Nahost-Konflikt
DGS widerspricht Ausschluss israelischer Partnerorganisation
Die Deutsche Gesellschaft für Soziologie (DGS) lehnt die Entscheidung der International Sociological Association (ISA) vom 29. Juni ausdrücklich ab, die kollektive Mitgliedschaft der Israelischen Gesellschaft für Soziologie (ISS) auszusetzen. Das geht aus einer Stellungnahme des DGS-Vorstands vom 7. Juli hervor. Die ISA hatte das Pausieren der Zusammenarbeit damit begründet, dass die Israelische Gesellschaft für Soziologie keine klare "verurteilende Position" bezüglich der "dramatischen Situation in Gaza" eingenommen hätte.
Aus Sicht der DGS ist es weder mit den Grundsätzen einer internationalen Wissenschaftsgemeinschaft wie der ISA vereinbar, von der ISS "eine bestimmte Form der Distanzierung von Kriegshandlungen zu verlangen", noch "sie für Handlungen der Regierung ihres Landes in Haftung zu nehmen". Eine solche Forderung habe eine diskriminierende Wirkung, unterminiere das Prinzip wissenschaftlicher Kooperation auf Augenhöhe und sei anmaßend.
Die ISS habe demzufolge mit einem eigenen Statement auf den Ausschluss reagiert: Darin teile sie die tiefe Besorgnis und den Schmerz über das entsetzliche Ausmaß an Zerstörung, Tod und menschlichem Leid, das die israelische Regierung der Bevölkerung des Gazastreifens zufüge, und hoffe auf eine gerechte politische Lösung des israelisch-palästinensischen Konflikts.
Offener Diskurs und Solidarität statt Ausschluss
Die DGS schließt sich in ihrer Erklärung der Einschätzung der ISS an, dass eine Suspendierung und der Abbruch der Zusammenarbeit auch Orte der Kritik und der Wissenschaftsfreiheit in Israel isoliere und massiv schwäche. Resümierend erklärt der DGS-Vorstand, man trete "entschieden für einen offenen Diskurs ein und für Solidarität" mit den israelischen und palästinensischen Kolleginnen und Kollegen.
Die DGS zieht somit ähnliche Schlüsse aus der aktuellen Situation im Gaza für wissenschaftliche Kooperationen wie es beispielsweise die Allianz der Wissenschaftsorganisationen, die Hochschulrektorenkonferenz oder die Israelische Akademie der Wissenschaften bereits getan haben, indem sie sich für ein Fortbestehen ausgesprochen haben.
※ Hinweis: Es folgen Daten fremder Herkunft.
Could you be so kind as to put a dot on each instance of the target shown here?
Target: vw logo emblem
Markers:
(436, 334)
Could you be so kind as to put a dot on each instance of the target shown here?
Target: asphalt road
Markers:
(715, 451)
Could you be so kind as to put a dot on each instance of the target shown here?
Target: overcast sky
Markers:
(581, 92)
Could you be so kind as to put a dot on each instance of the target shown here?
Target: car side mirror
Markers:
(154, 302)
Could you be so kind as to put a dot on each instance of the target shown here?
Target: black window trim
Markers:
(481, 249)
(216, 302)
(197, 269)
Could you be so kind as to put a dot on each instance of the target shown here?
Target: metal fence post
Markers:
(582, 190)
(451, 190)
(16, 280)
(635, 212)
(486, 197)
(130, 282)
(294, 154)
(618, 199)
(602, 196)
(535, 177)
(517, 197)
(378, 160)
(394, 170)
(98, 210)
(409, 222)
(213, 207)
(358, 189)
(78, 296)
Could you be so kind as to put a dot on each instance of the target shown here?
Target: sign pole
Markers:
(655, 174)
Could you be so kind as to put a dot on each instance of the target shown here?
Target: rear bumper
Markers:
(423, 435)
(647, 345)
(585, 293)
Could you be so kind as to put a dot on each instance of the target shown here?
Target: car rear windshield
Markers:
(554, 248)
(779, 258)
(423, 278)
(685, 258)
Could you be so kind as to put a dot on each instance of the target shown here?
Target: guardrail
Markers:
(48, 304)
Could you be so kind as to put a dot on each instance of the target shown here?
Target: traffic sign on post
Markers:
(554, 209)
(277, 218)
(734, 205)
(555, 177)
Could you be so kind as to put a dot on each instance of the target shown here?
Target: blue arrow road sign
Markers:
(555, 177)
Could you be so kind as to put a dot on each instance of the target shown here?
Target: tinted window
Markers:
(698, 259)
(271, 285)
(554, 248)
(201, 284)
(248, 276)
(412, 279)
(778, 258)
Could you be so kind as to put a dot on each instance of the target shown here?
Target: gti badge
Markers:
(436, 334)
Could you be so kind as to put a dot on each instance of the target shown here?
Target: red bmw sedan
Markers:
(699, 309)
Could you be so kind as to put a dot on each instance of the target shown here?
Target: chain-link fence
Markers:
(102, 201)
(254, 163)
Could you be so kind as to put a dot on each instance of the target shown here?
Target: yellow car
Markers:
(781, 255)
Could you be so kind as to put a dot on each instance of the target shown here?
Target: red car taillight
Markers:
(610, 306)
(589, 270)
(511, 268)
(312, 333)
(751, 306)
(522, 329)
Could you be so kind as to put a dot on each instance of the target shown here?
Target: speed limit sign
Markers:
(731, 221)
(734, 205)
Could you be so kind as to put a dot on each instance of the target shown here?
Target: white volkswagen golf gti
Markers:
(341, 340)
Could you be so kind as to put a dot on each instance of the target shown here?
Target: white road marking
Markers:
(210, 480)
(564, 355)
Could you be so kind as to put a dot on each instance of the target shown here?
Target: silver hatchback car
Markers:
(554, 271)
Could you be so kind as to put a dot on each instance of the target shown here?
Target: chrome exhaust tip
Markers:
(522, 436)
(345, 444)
Die europäischen Hochschulen blicken mit unterschiedlichen Sichtweisen auf die Zukunft internationaler Wissenschaftskooperationen mit Israel.
65 Forschende fordern, akademische Beziehungen auszusetzen
Ende Juni hat sich eine Gruppe aus 65 Wissenschaftlerinnen und Wissenschaftlern mit einem offenen Brief an die Bundesregierung gewandt. Auch ihnen geht es um den Umgang deutscher Einrichtungen mit Israel – sowohl bezüglich politischer als auch wissenschaftlicher Kooperationen.
Die Unterzeichnenden werfen der israelischen Regierung unter anderem "die Vernichtung und Vertreibung der palästinensischen Bevölkerung und die Zerstörung jeglicher Lebensgrundlagen" vor, nicht nur in Gaza, sondern auch im Westjordanland, einschließlich Ostjerusalems, sowie in Teilen Syriens und des Libanons. Dabei orientiere man sich an der Bewertung durch den Internationalen Gerichtshof (IGH), den Internationalen Strafgerichtshof (IStGH) und von anderen Fachleuten der Vereinten Nationen sowie durch "namhafte" Holocaust- und Genozid-Forschende.
Neben politischen Forderungen verlangen die Wissenschaftlerinnen und Wissenschaftler "die Aufhebung oder Aussetzung der Handelsabkommen und akademischen Beziehungen zu Israel, die seine illegale Besatzung und das Apartheidregime unterstützen" könnten. Aktuell würden darüber hinaus "kritische Stimmen zu Israels Vorgehen und seiner Besatzung unter dem Einsatz wissenschaftlich fragwürdiger Antisemitismus-Definitionen diffamiert, Veranstaltungen abgesagt und Proteste – auch Studierendenproteste an Hochschulen – kriminalisiert". Dies habe kürzlich auch der Menschenrechtskommissar des Europarats, Michael O’Flaherty, in einem Brief an Bundesinnenminister Alexander Dobrindt beklagt. Die Unterzeichnenden fordern, "eine offene, verfassungsgemäße Debatte" über den Nahost-Konflikt insbesondere in der Wissenschaft wieder zu ermöglichen.